JEE Main is held in multiple sessions (January and April) and multiple shifts per session. Each shift has a different question paper. Some shifts are harder than others.
NTA normalisation is the process of adjusting raw scores to account for this difficulty difference. The goal is to make sure a student in a hard shift is not penalised compared to a student in an easier shift.
The result is a percentile score, not a raw mark. Your percentile tells NTA where you rank among all candidates who appeared in your session.
Suppose you both scored 180. If your shift was harder (tougher questions, lower average marks), your raw 180 places you higher relative to others in your shift. NTA rewards this.

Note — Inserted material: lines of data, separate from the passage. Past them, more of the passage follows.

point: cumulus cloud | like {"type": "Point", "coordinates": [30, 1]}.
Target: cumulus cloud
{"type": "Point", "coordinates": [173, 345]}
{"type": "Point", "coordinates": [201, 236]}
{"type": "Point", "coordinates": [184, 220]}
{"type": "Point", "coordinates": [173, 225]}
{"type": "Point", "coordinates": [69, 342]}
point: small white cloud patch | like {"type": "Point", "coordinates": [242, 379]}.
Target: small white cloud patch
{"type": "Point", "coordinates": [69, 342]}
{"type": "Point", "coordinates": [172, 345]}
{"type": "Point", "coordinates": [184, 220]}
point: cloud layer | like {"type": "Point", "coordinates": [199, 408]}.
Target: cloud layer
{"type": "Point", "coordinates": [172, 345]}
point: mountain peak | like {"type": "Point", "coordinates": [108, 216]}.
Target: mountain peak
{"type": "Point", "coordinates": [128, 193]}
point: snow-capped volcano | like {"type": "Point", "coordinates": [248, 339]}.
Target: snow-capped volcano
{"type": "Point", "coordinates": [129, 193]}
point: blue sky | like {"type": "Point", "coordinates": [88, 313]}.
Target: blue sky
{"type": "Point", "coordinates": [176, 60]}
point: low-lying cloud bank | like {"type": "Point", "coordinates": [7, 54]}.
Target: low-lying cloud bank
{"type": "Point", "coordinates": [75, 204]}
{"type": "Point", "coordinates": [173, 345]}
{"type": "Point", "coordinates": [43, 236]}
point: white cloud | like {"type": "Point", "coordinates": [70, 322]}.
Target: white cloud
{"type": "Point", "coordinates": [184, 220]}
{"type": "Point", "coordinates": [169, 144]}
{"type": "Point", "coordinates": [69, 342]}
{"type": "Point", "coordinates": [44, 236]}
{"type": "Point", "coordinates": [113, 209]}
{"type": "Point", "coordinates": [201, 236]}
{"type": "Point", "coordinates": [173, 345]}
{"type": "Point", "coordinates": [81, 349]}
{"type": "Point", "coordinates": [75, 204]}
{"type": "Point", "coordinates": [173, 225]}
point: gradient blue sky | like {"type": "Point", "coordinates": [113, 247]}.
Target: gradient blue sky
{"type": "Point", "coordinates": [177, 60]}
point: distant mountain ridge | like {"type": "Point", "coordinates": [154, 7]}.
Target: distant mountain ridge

If your friend's shift was easier and the average score was higher, their 180 places them lower within their shift. Their percentile comes out lower even though the raw number is the same.
Key takeaway: compare percentiles, not raw scores.
See how the same score gives different percentiles across sessions
April session historically has more competition. Same raw score may yield ~1-3 percentile points lower than January.
| Year | Session | Advanced cutoff %ile | AIR 1 score |
|---|---|---|---|
| 2024 | Jan | 89.7 | 310/360 |
| 2024 | April | 93.2 | 318/360 |
| 2023 | Jan | 90 | 360/360 |
| 2023 | April | 90.7 | 350/360 |
| 2022 | Jan | 88.4 | 343/360 |
| 2022 | April | 87.9 | 296/360 |
| 2021 | Feb | 87.9 | 300/360 |
| 2021 | March | 87.9 | 300/360 |
Source: NTA official result data. Cutoffs vary by category; table shows General (UR) only.
More students appear in the April session because it's the last chance before counselling. Higher participation + more preparation time = higher competition.
This means the same raw score often yields a lower percentile in April compared to January — even after normalisation, because the raw score distribution is compressed at the top.
Strategy: Use January as a baseline attempt. Analyse gaps. Grind hard for 3–4 months. Attack April for your best percentile.